December 3, 2004

Mark 1:16-20 Sermon Notes

Category: Bible - NT - Mark :: Permalink

Mark 1:16-20
(October 24, 2004 Sermon Notes)

Mark’s Gospel tells how the anointed one became king. Jesus is a new Joshua and a new David. Like them, Jesus doesn’t stay all by himself. He gathers followers to share in his work and in his victory.


Mark doesn’t tell us whether Jesus had met Simon and Andrew before. We know from John 1:35ff. that he had. But Mark doesn’t want us to miss the impact of the summons here. This isn’t one old friend asking some other friends to travel with him. This is a king whose summons comes out of the blue and whose summons must be obeyed.

Simon and Andrew were fishermen. But when Jesus called them, they dropped their nets and followed. Following Jesus is more important than the day-to-day work of earning a living.

Then Jesus finds James and John. Their father, Zebedee, was likely well off. He had a boat and hired hands. His family may have been fishing the Sea of Galilee for generations. But when Jesus calls, James and John leave their vocation and their father to follow Jesus. Following Jesus is more important than family ties.

What happens here is similar to what happened when Elijah called Elisha (1 Kings 19:19-21). Elisha abandoned his family and his work and even destroyed his equipment to follow Elijah. So, too, Abraham left his father’s house to go where God led him (Gen. 12). The disciples are going to be like Abraham, a new Israel. And Jesus, filled with the Spirit, does what the Spirit does: He calls them from the water to follow, just as the Spirit called Jesus from the water first (1:9-11).

Jesus doesn’t call all of us to leave our jobs and families. This is a unique call for a unique task. These four will be the foundation of the church (2 x 2 witnesses). But Jesus does call all of us to put him first.


If Jesus is like Elijah and the disciples are like Elisha, that’s a promise that like Elisha they will see their Master ascend, will receive the Spirit he had, and will do greater miracles.

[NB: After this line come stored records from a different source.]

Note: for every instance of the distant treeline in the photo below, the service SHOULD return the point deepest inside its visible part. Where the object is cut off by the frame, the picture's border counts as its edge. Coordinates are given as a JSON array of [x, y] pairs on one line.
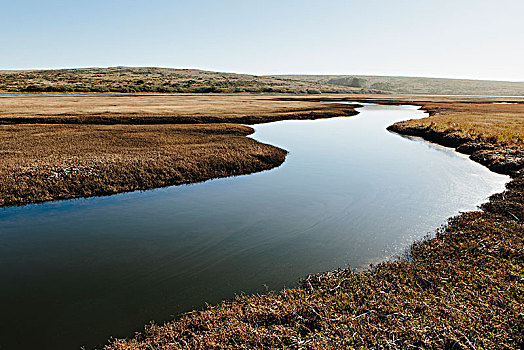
[[154, 80]]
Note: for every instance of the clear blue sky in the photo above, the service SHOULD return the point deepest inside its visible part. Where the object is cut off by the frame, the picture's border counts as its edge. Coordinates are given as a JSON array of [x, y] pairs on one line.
[[438, 38]]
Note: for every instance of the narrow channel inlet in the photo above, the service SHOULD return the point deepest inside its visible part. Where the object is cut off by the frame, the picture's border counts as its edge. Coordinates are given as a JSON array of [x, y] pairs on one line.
[[76, 272]]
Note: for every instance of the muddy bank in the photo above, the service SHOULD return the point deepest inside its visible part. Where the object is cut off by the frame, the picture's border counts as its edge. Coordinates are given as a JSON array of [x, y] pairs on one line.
[[500, 158], [462, 289]]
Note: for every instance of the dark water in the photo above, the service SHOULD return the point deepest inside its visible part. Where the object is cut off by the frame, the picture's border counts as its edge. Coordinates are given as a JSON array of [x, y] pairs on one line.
[[76, 272]]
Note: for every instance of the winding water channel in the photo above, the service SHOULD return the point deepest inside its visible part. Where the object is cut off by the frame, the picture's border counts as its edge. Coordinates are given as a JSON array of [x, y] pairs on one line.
[[75, 272]]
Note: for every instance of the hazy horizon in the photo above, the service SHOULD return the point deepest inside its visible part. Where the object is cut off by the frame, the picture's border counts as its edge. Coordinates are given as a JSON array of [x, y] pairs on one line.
[[480, 40]]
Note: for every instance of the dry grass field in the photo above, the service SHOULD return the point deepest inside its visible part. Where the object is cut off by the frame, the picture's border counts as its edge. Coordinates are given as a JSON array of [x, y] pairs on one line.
[[462, 289], [61, 147], [159, 109], [49, 162]]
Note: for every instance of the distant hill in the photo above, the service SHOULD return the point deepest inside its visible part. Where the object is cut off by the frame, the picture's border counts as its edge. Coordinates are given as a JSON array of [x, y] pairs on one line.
[[410, 85], [159, 80]]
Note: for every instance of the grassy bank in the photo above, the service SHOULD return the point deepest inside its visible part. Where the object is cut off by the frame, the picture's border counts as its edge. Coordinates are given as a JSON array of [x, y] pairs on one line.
[[463, 289], [62, 147]]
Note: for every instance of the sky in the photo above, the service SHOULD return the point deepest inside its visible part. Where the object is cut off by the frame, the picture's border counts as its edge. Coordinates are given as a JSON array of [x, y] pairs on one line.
[[475, 39]]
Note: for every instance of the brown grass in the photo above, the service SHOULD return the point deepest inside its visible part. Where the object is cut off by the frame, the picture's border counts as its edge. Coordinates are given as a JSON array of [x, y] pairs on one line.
[[49, 162], [74, 153], [462, 289], [159, 109]]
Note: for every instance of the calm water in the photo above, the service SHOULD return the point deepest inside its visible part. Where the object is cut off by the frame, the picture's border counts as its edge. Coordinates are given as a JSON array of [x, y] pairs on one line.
[[76, 272]]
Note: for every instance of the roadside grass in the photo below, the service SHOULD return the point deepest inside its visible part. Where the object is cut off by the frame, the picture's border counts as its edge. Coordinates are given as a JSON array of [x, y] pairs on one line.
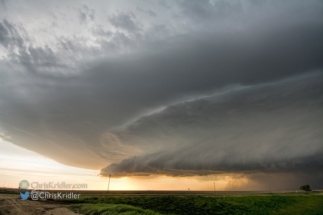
[[110, 209], [200, 205]]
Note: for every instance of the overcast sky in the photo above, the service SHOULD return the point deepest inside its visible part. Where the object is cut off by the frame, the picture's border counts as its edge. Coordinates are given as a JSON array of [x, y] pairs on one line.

Jesus promises to make these four fishermen into “fishers of men.” That image goes back to Jeremiah 16:16, where God speaks of fishermen bringing Israel back from exile, and to Ezekiel. 47, where Ezekiel sees living water flowing from the Temple and fishermen catching fish. The Temple is another Garden of Eden, from which four rivers flowed (Gen. 2:10-11).

But in the Old Covenant, the Temple water didn’t flow (1 Kings 7:38-39). Now, Jesus is promising, the rivers of life are going to flow again and these four men will be the fishermen catching many people, from the four corners of the earth, so that they share in God’s kingdom. That’s our calling, too, as the church built on these four fishermen.